06/06/2022 | Yazar: Sibel Yükler
Onur Ayı’nı Kaos GL dergisi “Kesişimsel Aktivizm” dosyasından yazılarla kutluyoruz.
Geçen sene, sürekli çınlattığımız bir sorunun ertesinde kaosGL.org’da bir söyleşi dizisine başlamıştık. İsmi “Şimdi Tam da Sırası.”
Bu ismi niçin seçmiştik peki? Cevabı, LGBTİ+ gündeminin, kendi yaşadığımız mevcut sistem ve bitmek bilmeyen gündemler arasında ne zaman bir sözü olsa hep “şimdi sırası mı?” tepkisiyle ötelenmesinde gizliydi. Ayrımcılık, ülkede yaşanan gündemler arasında bile sürüyordu. Liste mübaşiri gibi dolaşan gündem otoriterleri bize ne zaman susmamız, ne zaman konuşmamız, ne zaman sesimizi kaç desibelde çıkarmamız gerektiğini buyurup duruyordu.
Geçen senenin bir özelliği daha vardı, o da pandemi koşulları. Pandemi koşullarında LGBTİ+’ların yaşadıkları veya yaşayacakları konuşulmaya başlandığında, “Yani bu kadar şey oluyor şimdi sırası mı??” cevapları verildi. Birkaç örnek sunarsam, barınma hakkı, sağlık hakkı, çalışma hakkı, göçmen hakkı, mülteci hakkı, çocuk hakları gibi LGBTİ+’ların bizatihi öznesi olan konular “şimdi sırası değil” diyerek ötelendi.
Kadın hakları, LGBTİ+ hakları, çocuk hakları, mülteci hakları, hayvan hakları ve dahası, birileri tarafından hep belli zamanda gündemleştirilmesi gereken hiyerarşik sıraya tabi tutuluyor. Hakların öncelik sırasını ve hak arama zamanını hangi otorite, neye göre belirliyor?
Yine böyle bir tartışmada, Yıldız Tar ve Umut Güner’in önerileriyle LGBTİ+ haklarının her zaman ve her an “şimdi tam da sırası” diyerek konuşulması gerektiğini söylemek için bir diziye başladık. Haklar demişken, bunu kimlerle konuşabilirdik? Elbette hak örgütleriyle. Fakat sadece bugünü konuşmak bizi tatmin etmeyecekti. Bizim biraz da derinine inmemiz, bu bir türlü gelmeyen haklar sırasının geçmişten bugüne hak örgütlerindeki gelişimini, değişimini, değişmeyenlerini, eksiklerini, özeleştirilerini de görmemiz gerekiyordu. Bu nedenle söyleşi dosyasının ana eksinini şu şekilde çizdik: Geçmişten bugüne hak örgütlerinin LGBTİ+ hareketiyle kesişimselliği.
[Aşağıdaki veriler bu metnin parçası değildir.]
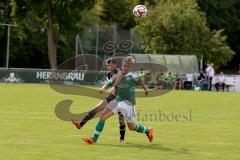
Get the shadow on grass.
[98,143,191,154]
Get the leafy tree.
[135,0,234,67]
[15,0,95,69]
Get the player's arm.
[111,70,124,95]
[140,80,149,96]
[98,78,113,93]
[133,75,149,96]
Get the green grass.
[0,84,240,160]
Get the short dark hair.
[106,58,117,64]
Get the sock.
[80,110,97,126]
[119,124,126,140]
[135,124,149,135]
[93,120,105,142]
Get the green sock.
[135,124,149,135]
[93,120,105,142]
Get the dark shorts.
[105,93,116,103]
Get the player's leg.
[72,94,115,129]
[118,112,126,143]
[83,100,118,144]
[118,102,153,142]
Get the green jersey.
[107,72,142,106]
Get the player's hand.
[145,89,149,96]
[98,88,104,94]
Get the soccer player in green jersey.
[82,56,153,144]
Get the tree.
[198,0,240,67]
[15,0,95,69]
[135,0,234,67]
[100,0,136,29]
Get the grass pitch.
[0,84,240,160]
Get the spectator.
[197,70,206,89]
[166,72,175,89]
[156,69,166,89]
[215,72,226,92]
[183,73,194,89]
[173,72,182,89]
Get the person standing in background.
[206,63,215,91]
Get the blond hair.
[123,56,135,65]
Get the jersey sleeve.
[132,73,143,85]
[105,79,113,88]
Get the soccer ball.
[133,5,147,18]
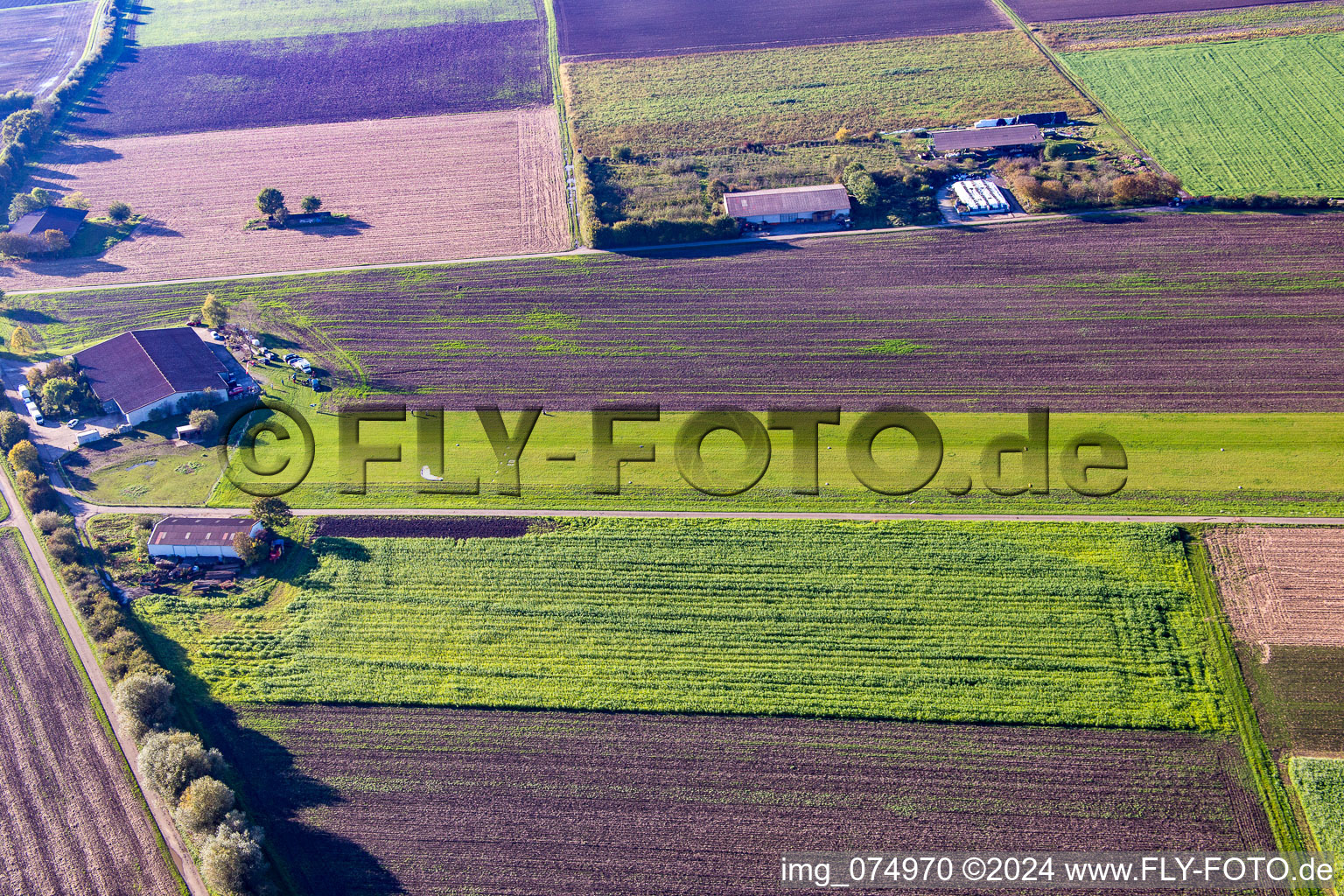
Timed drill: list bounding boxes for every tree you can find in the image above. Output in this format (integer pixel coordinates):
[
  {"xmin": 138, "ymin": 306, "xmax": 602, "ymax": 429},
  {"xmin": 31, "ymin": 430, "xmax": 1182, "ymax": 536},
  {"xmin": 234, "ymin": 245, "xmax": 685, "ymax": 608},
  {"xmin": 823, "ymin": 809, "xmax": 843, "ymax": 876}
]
[
  {"xmin": 187, "ymin": 409, "xmax": 219, "ymax": 435},
  {"xmin": 200, "ymin": 293, "xmax": 228, "ymax": 329},
  {"xmin": 8, "ymin": 439, "xmax": 42, "ymax": 472},
  {"xmin": 32, "ymin": 510, "xmax": 66, "ymax": 535},
  {"xmin": 0, "ymin": 411, "xmax": 28, "ymax": 452},
  {"xmin": 137, "ymin": 731, "xmax": 225, "ymax": 805},
  {"xmin": 199, "ymin": 810, "xmax": 266, "ymax": 893},
  {"xmin": 234, "ymin": 532, "xmax": 266, "ymax": 567},
  {"xmin": 10, "ymin": 324, "xmax": 38, "ymax": 354},
  {"xmin": 251, "ymin": 499, "xmax": 294, "ymax": 529},
  {"xmin": 256, "ymin": 186, "xmax": 285, "ymax": 218},
  {"xmin": 0, "ymin": 108, "xmax": 46, "ymax": 144},
  {"xmin": 42, "ymin": 230, "xmax": 70, "ymax": 253},
  {"xmin": 42, "ymin": 376, "xmax": 80, "ymax": 416},
  {"xmin": 111, "ymin": 672, "xmax": 174, "ymax": 741},
  {"xmin": 173, "ymin": 776, "xmax": 234, "ymax": 833}
]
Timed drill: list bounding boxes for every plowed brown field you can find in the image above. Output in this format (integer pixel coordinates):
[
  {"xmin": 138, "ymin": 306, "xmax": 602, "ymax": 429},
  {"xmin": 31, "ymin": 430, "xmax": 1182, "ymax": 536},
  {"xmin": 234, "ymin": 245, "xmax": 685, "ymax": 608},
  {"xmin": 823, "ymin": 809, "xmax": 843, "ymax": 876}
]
[
  {"xmin": 0, "ymin": 533, "xmax": 178, "ymax": 896},
  {"xmin": 1208, "ymin": 528, "xmax": 1344, "ymax": 650},
  {"xmin": 208, "ymin": 705, "xmax": 1273, "ymax": 896},
  {"xmin": 0, "ymin": 108, "xmax": 570, "ymax": 291}
]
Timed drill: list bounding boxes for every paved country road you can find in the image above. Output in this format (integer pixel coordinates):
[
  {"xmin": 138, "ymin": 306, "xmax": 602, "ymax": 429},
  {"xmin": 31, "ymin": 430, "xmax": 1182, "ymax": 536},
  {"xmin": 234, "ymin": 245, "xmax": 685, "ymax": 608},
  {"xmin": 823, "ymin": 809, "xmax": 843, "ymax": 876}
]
[
  {"xmin": 0, "ymin": 206, "xmax": 1179, "ymax": 296},
  {"xmin": 0, "ymin": 462, "xmax": 210, "ymax": 896}
]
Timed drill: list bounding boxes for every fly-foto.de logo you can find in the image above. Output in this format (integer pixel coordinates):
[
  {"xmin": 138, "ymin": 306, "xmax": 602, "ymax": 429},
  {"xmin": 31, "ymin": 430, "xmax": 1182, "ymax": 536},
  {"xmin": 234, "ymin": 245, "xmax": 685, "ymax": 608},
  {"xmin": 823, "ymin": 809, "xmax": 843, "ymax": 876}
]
[{"xmin": 218, "ymin": 399, "xmax": 1129, "ymax": 499}]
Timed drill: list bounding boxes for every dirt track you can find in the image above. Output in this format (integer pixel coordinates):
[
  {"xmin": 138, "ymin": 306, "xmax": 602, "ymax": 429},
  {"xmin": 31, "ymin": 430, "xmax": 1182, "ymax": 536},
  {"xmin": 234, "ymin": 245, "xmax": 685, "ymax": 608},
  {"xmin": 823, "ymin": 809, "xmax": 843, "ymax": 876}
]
[{"xmin": 0, "ymin": 535, "xmax": 178, "ymax": 896}]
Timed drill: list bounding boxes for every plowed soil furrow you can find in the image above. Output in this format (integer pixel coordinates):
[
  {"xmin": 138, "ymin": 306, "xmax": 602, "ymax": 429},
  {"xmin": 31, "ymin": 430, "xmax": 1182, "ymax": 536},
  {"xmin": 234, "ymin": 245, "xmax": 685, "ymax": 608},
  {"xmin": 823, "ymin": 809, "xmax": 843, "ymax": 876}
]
[{"xmin": 0, "ymin": 537, "xmax": 178, "ymax": 896}]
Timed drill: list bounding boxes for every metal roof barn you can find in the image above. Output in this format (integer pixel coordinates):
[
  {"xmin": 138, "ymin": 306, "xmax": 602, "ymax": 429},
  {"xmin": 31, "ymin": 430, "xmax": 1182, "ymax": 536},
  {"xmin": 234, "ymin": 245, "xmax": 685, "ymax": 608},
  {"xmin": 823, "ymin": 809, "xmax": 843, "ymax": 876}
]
[
  {"xmin": 933, "ymin": 125, "xmax": 1046, "ymax": 151},
  {"xmin": 149, "ymin": 516, "xmax": 265, "ymax": 560},
  {"xmin": 723, "ymin": 184, "xmax": 850, "ymax": 224},
  {"xmin": 75, "ymin": 326, "xmax": 228, "ymax": 424}
]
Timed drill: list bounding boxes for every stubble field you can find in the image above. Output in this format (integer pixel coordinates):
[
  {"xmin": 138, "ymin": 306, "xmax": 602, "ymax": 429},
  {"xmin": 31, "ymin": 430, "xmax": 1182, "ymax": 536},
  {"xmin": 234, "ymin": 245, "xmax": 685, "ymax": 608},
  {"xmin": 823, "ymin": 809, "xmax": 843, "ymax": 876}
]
[
  {"xmin": 1008, "ymin": 0, "xmax": 1322, "ymax": 22},
  {"xmin": 0, "ymin": 530, "xmax": 178, "ymax": 896},
  {"xmin": 211, "ymin": 705, "xmax": 1273, "ymax": 896},
  {"xmin": 564, "ymin": 31, "xmax": 1093, "ymax": 156},
  {"xmin": 555, "ymin": 0, "xmax": 1008, "ymax": 60},
  {"xmin": 67, "ymin": 20, "xmax": 551, "ymax": 140},
  {"xmin": 0, "ymin": 0, "xmax": 97, "ymax": 97},
  {"xmin": 0, "ymin": 108, "xmax": 570, "ymax": 291},
  {"xmin": 1206, "ymin": 528, "xmax": 1344, "ymax": 753}
]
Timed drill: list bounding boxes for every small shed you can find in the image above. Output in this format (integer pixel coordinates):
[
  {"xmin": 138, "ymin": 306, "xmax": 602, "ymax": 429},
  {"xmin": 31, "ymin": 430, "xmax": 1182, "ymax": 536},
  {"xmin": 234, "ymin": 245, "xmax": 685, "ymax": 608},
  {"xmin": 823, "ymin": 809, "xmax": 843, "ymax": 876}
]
[
  {"xmin": 149, "ymin": 516, "xmax": 266, "ymax": 560},
  {"xmin": 10, "ymin": 206, "xmax": 88, "ymax": 239}
]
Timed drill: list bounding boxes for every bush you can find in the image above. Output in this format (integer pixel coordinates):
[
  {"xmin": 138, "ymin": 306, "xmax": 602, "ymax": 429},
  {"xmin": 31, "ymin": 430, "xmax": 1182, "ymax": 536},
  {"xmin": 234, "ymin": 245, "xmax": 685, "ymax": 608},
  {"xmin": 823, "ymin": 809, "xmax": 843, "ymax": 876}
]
[
  {"xmin": 187, "ymin": 409, "xmax": 219, "ymax": 435},
  {"xmin": 32, "ymin": 510, "xmax": 66, "ymax": 535},
  {"xmin": 199, "ymin": 811, "xmax": 266, "ymax": 893},
  {"xmin": 7, "ymin": 439, "xmax": 42, "ymax": 472},
  {"xmin": 173, "ymin": 776, "xmax": 234, "ymax": 833},
  {"xmin": 111, "ymin": 671, "xmax": 174, "ymax": 741},
  {"xmin": 0, "ymin": 411, "xmax": 28, "ymax": 452},
  {"xmin": 47, "ymin": 525, "xmax": 83, "ymax": 563},
  {"xmin": 137, "ymin": 731, "xmax": 223, "ymax": 806}
]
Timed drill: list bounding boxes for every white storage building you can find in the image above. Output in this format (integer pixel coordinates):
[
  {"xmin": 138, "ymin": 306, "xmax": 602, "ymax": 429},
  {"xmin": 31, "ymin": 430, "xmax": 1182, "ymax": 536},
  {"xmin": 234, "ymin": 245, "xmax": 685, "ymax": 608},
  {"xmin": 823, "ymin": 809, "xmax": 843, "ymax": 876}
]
[{"xmin": 951, "ymin": 180, "xmax": 1012, "ymax": 215}]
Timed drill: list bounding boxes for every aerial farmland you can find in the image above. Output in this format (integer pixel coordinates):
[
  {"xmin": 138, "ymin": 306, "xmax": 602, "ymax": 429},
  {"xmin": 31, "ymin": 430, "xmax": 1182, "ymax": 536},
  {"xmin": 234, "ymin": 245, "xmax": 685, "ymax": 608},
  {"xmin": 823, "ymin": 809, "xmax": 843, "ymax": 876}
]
[{"xmin": 0, "ymin": 0, "xmax": 1344, "ymax": 896}]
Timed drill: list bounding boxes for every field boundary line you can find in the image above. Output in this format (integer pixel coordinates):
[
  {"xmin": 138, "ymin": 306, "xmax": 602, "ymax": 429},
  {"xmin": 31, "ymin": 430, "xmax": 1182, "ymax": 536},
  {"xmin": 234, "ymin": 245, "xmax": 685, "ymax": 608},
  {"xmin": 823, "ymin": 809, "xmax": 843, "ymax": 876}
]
[
  {"xmin": 1186, "ymin": 525, "xmax": 1321, "ymax": 896},
  {"xmin": 993, "ymin": 0, "xmax": 1171, "ymax": 175},
  {"xmin": 0, "ymin": 465, "xmax": 210, "ymax": 896},
  {"xmin": 542, "ymin": 0, "xmax": 584, "ymax": 246}
]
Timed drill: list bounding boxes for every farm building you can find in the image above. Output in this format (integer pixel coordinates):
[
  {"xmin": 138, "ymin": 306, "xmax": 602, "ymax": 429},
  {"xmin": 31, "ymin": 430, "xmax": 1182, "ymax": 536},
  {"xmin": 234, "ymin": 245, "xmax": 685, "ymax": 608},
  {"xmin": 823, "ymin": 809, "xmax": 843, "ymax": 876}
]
[
  {"xmin": 951, "ymin": 180, "xmax": 1011, "ymax": 215},
  {"xmin": 723, "ymin": 184, "xmax": 850, "ymax": 224},
  {"xmin": 1006, "ymin": 111, "xmax": 1068, "ymax": 128},
  {"xmin": 149, "ymin": 516, "xmax": 266, "ymax": 560},
  {"xmin": 75, "ymin": 326, "xmax": 228, "ymax": 426},
  {"xmin": 933, "ymin": 125, "xmax": 1046, "ymax": 153},
  {"xmin": 10, "ymin": 206, "xmax": 88, "ymax": 239}
]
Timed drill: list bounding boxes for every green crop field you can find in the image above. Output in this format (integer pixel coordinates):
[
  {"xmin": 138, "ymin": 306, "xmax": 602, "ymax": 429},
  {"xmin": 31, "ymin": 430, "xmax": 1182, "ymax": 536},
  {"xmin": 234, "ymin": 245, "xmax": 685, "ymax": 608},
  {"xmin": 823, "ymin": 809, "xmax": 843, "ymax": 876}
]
[
  {"xmin": 564, "ymin": 31, "xmax": 1091, "ymax": 156},
  {"xmin": 1063, "ymin": 33, "xmax": 1344, "ymax": 196},
  {"xmin": 136, "ymin": 520, "xmax": 1223, "ymax": 730},
  {"xmin": 199, "ymin": 382, "xmax": 1344, "ymax": 516},
  {"xmin": 1287, "ymin": 756, "xmax": 1344, "ymax": 854},
  {"xmin": 1035, "ymin": 3, "xmax": 1344, "ymax": 51},
  {"xmin": 136, "ymin": 0, "xmax": 536, "ymax": 47}
]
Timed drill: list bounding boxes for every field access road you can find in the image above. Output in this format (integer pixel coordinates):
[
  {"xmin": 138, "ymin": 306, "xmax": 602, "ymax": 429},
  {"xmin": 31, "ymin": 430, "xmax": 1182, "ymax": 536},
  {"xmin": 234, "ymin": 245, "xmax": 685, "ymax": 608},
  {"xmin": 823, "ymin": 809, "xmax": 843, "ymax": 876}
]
[
  {"xmin": 5, "ymin": 206, "xmax": 1180, "ymax": 296},
  {"xmin": 58, "ymin": 502, "xmax": 1344, "ymax": 525},
  {"xmin": 0, "ymin": 451, "xmax": 210, "ymax": 896}
]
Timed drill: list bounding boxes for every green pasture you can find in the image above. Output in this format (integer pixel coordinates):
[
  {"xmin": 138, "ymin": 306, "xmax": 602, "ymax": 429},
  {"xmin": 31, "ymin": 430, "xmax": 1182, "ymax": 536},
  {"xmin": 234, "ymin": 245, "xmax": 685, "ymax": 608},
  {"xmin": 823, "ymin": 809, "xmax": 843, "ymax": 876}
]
[
  {"xmin": 1035, "ymin": 3, "xmax": 1344, "ymax": 50},
  {"xmin": 210, "ymin": 384, "xmax": 1344, "ymax": 516},
  {"xmin": 1063, "ymin": 33, "xmax": 1344, "ymax": 196},
  {"xmin": 1287, "ymin": 756, "xmax": 1344, "ymax": 856},
  {"xmin": 136, "ymin": 520, "xmax": 1224, "ymax": 730},
  {"xmin": 564, "ymin": 31, "xmax": 1091, "ymax": 156},
  {"xmin": 136, "ymin": 0, "xmax": 536, "ymax": 47}
]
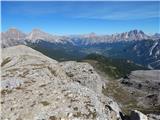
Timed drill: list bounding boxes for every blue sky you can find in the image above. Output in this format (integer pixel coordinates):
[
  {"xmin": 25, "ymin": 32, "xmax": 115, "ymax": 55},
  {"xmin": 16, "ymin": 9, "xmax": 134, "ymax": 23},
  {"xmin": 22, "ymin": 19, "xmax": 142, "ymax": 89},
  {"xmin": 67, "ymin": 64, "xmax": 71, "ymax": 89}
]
[{"xmin": 1, "ymin": 1, "xmax": 160, "ymax": 34}]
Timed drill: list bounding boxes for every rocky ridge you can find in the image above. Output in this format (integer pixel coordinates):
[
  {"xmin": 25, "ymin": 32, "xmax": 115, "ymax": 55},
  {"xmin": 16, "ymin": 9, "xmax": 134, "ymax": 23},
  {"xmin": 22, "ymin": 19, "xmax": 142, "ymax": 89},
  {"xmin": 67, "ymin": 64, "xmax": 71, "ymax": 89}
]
[{"xmin": 0, "ymin": 45, "xmax": 159, "ymax": 120}]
Bu dosya, kesişimselliğin daha kavramsal olarak bile belki de dile getirilmediği zamanlara, 30 yıllık geçmişe götüren bir söyleşi dizisi olmuştu. Dosyanın ilk söyleşisini Gündem Çocuk kapatıldıktan sonra Fikir ve Sanat Atölyesi bünyesinde kurulan Çocuk Hakları Merkezi’nde çalışmalarına devam eden Ezgi Koman ve Esin Koman ile LGBTİ+ çocukların haklarını ve bu hakların ihlallerinin hangi sonuçlara ilişkin yapmıştım.
Söyleşi, yayınlandığı zamanda tam da 23 Nisan tarihine denk gelmişti ve elbette hetero-patriyarkal gündem otoriteri LGBTİ+ çocukların haklarını sıraya bile koymamıştı. Çocuk haklarını konuşanlar, LGBTİ+ çocukların aile, devlet, eğitim alanı gibi sistemin birden çok alanda çizdiği “normatif” yapıya uygun görülmediği için daha fazla ihlale ve ayrımcılığa uğratıldığını, heteronormatif sistem içerisinde cinsel yönelimi ve cinsiyet kimliği sebebiyle aileden eğitime kadar birçok alanda ayrımcılığa maruz kaldığını konuşmuyordu.
Çocuk hakları hareketinin LGBTİ+ hareketiyle teması
Epey uzun süren sohbetimizde “Açık kimlikli olan çocuklarla henüz açılmayan çocuklar arasında ayrımcılık boyutunun değiştiğini gözlemlediniz mi?” sorum üzerine Esin ve Ezgi, LGBTİ+ hareketi ile çocuk hakları hareketinin kesişimselliğinin, özellikle kendi hareketleri ve çalışmaları noktasında ne kadar kıymetli olduğunu şu sözlerle anlatmıştı:
“Biz gelişimci olduğumuz için bu perspektiften bakıyoruz ama bir çocuk örgütü olarak toplumsal cinsiyet ve LGBTİ konusunda Kaos GL’den çok fazla şey öğrendik, hâlâ öğrenmeye çalışıyoruz. Bir dönem yaşam hakkı raporlarımızda cinsiyet ayrımı yapmıyorduk, daha sonra vermeye başladık. Bu bir aradalıkla çok ilgili. Bir dönem Kaos GL ve Pembe Hayat'la düzenli toplantılar yaptık. Önce kendi algımızla yüzleşmemiz, kendimizi toparlamamız lazımdı, gerçekten çok öğreneceğimiz şey vardı. O dönem Kaos GL’ye çok fazla 18 yaş altı bireyler başvuruyordu. Kaos GL’ye geldiğinde belki bize yönlendirebilirler ya da biz süreci onlarla birlikte yürütebiliriz, birlikte bir şeyler yaparız diye düşündük. Bunları yapmaya başlamıştık da… Liseli LGBTİ’ler örgütlenmesi vardı, okulda yaşadıkları hak ihlallerini bize getirmeye başlamışlardı. Hem kendimizi geliştirme hem de ortak neler yapılabilir açısından çok iyi buluşmalardı onlar.”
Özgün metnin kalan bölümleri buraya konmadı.